Background: The present study compared baseline characteristics, comorbidities and clinical burden of pre-term infants with type 1 and 2 severe bronchopulmonary dysplasia (BPD) Collaborative classification.

Methods: This study was a prospective cohort study of pre-term (<32 weeks) very-low-birth-weight infants. Severe BPD was divided into type 1 severe BPD requiring of ≥30% oxygen and/or non-invasive ventilation at 36 weeks post-menstrual age (PMA), and type 2 severe BPD requiring invasive mechanical ventilation at 36 weeks PMA. Baseline characteristics, comorbidities, and clinical burden were compared between these two types of severe BPD.

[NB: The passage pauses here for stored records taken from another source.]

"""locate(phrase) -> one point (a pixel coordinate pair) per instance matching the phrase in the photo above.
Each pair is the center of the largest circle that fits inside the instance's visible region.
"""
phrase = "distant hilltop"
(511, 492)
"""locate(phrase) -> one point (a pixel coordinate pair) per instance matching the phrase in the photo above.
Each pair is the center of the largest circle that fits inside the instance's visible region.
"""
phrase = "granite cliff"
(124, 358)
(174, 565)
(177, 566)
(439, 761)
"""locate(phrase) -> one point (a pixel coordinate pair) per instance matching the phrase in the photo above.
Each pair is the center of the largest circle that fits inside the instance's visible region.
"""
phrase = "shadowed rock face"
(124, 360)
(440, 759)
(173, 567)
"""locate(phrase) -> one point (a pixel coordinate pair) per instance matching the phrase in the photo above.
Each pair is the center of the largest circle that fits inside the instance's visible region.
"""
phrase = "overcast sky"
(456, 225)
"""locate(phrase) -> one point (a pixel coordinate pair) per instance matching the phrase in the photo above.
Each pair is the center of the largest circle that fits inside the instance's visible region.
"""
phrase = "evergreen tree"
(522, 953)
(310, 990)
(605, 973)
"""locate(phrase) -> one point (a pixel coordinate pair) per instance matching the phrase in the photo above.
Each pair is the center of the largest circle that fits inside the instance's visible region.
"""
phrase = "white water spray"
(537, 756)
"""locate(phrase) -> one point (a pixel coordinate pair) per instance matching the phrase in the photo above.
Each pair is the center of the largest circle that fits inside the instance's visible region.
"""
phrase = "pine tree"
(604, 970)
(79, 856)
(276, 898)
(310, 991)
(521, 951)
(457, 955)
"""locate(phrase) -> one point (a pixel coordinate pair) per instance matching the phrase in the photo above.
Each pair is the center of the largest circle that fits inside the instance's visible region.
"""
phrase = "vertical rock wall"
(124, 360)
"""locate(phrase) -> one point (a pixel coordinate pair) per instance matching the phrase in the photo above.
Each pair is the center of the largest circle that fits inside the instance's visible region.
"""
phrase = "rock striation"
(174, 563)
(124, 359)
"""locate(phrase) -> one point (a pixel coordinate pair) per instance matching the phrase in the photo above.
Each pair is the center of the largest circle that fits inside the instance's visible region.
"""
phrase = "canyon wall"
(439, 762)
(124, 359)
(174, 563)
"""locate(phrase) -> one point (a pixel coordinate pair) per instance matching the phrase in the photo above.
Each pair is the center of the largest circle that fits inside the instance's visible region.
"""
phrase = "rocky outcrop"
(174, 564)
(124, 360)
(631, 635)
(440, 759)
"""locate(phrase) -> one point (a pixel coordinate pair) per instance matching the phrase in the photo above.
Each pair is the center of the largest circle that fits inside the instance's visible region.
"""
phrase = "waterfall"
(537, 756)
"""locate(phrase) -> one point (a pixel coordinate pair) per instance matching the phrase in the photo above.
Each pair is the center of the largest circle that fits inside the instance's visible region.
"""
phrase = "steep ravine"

Results: Of the 1,328 infants included, 983 (74.0%) developed type 1 severe BPD, and 345 (26.0%) developed type 2 severe BPD. Lower birth weight, small for gestational age, lesser maternal pre-mature rupture of membrane, lower 5-min Apgar score, air leak, pulmonary hemorrhage, surgical ligation of patent ductus arteriosus, necrotizing enterocolitis, and late-onset sepsis were significantly associated with type 2 severe BPD. Compared with infants with type 1 severe BPD, infants with type 2 severe BPD had an increased risk of mortality (aOR 18.64, 95% CI 10.81–32.13), pulmonary hypertension (aOR 2.16, 95% CI 1.59–2.93), and tracheostomy (aOR 10.38, 95% CI 2.05–52.49).

Conclusions: Our data highlight the substantially greater mortality and clinical burden in infants with type 2 severe BPD than infants with type 1 severe BPD. A comprehensive and multidisciplinary approach is needed for infants with type 2 severe BPD.